A recent report by the Intergovernmental Panel on Climate Change (IPCC), the United Nations body responsible for assessing the science related to climate change, paints a dire picture about the state of our planet's ecological health, and calls for "timely, ambitious and coordinated action to address unprecedented and enduring changes in the ocean and cryosphere." The IPCC's Special Report on the Ocean and Cryosphere in a Changing Climate also calls for "ambitious and effective adaptation for sustainable development."
Please join us on November 18 for a "Matrix On Point" brownbag discussion about the IPCC report, featuring four esteemed scholars:
Daniel M. Kammen
Daniel M. Kammen is a Professor of Energy at the University of California, Berkeley, with parallel appointments in the Energy and Resources Group where he serves as Chair, the Goldman School of Public Policy where he directs the Center for Environmental Policy, and the department of Nuclear Engineering.

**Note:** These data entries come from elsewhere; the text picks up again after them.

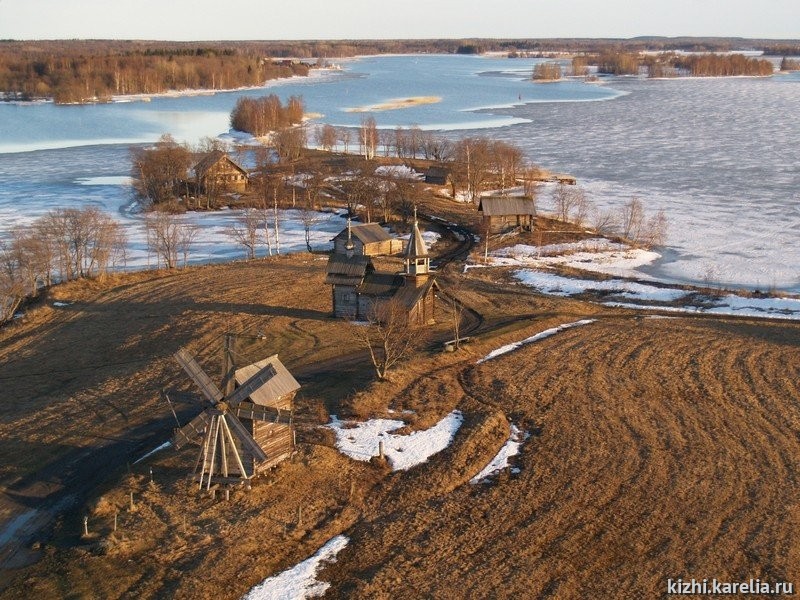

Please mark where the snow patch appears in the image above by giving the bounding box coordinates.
[375,165,425,180]
[242,535,350,600]
[476,319,597,364]
[328,410,464,471]
[488,238,661,279]
[469,423,530,484]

Kammen is the founding director of the Renewable and Appropriate Energy Laboratory (RAEL), and was Director of the Transportation Sustainability Research Center from 2007-2015. Dr. Kammen has served as a contributing or coordinating lead author on various reports of the Intergovernmental Panel on Climate Change since 1999. The IPCC shared the 2007 Nobel Peace Prize.

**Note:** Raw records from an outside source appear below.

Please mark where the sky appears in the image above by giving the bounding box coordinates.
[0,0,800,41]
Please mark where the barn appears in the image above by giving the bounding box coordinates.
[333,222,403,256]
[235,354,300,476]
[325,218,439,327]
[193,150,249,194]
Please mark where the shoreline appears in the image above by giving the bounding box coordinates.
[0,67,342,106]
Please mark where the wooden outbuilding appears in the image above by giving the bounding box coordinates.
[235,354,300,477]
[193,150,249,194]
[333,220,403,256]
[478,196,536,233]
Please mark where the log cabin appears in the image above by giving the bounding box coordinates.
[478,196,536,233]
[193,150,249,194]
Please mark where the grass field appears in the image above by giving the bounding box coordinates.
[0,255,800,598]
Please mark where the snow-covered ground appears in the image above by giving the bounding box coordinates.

A professor in the UC Berkeley Department of Earth and Planetary Science, James Bishop investigates the mechanics of biogeochemical processes of aquatic and marine systems. Among his research interests, he explores new ways to follow the very fast (but largely unobserved) biological carbon cycle: photosynthesis, grazing, sedimentation, and respiration. These processes, collectively known as the "ocean biological carbon pump" transform CO2 into organic matter and sequester it in the deep sea, impacting levels of CO2 in the atmosphere. The biotic carbon flows in the ocean are substantial and there are open questions regarding the stability of these flows in the face of human induced warming and acidification of the ocean.
Kathryn De Master
Kathryn De Master is Assistant Professor of Agriculture, Society, and Environment in UC Berkeley's Department of Environmental Science, Policy, and Management. Her research interests include the sociology of agriculture, rural livelihoods, land access and tenure, farmland financialization, the agriculture of the middle, agroecological/diversified farming systems, terroir, and participatory mapping. Her book, Bite Back: People Taking on Corporate Food and Winning, co-edited with Saru Jayaraman, is forthcoming from the University of California Press.
Alexander Arroyo is a critical geographer and environmental designer whose work explores the entanglements of design, geopolitics, capital and technoscience. His current research investigates the emergence of environmental intelligence as a geospatial logic of control for oceanic, atmospheric, and informational milieux- increasingly the key geographic media for design, economic, and military speculation alike. He is the author, with Pierre Bélanger, of Ecologies of Power (MIT Press, forthcoming), examining the spatial agency of the U.S. Department of Defense in the making, unmaking, and remaking of logistical and infrastructural landscapes beyond the battlefield. He is currently pursuing his doctorate in Geography at the University of California, Berkeley, where he was awarded the prestigious Chancellors Fellowship.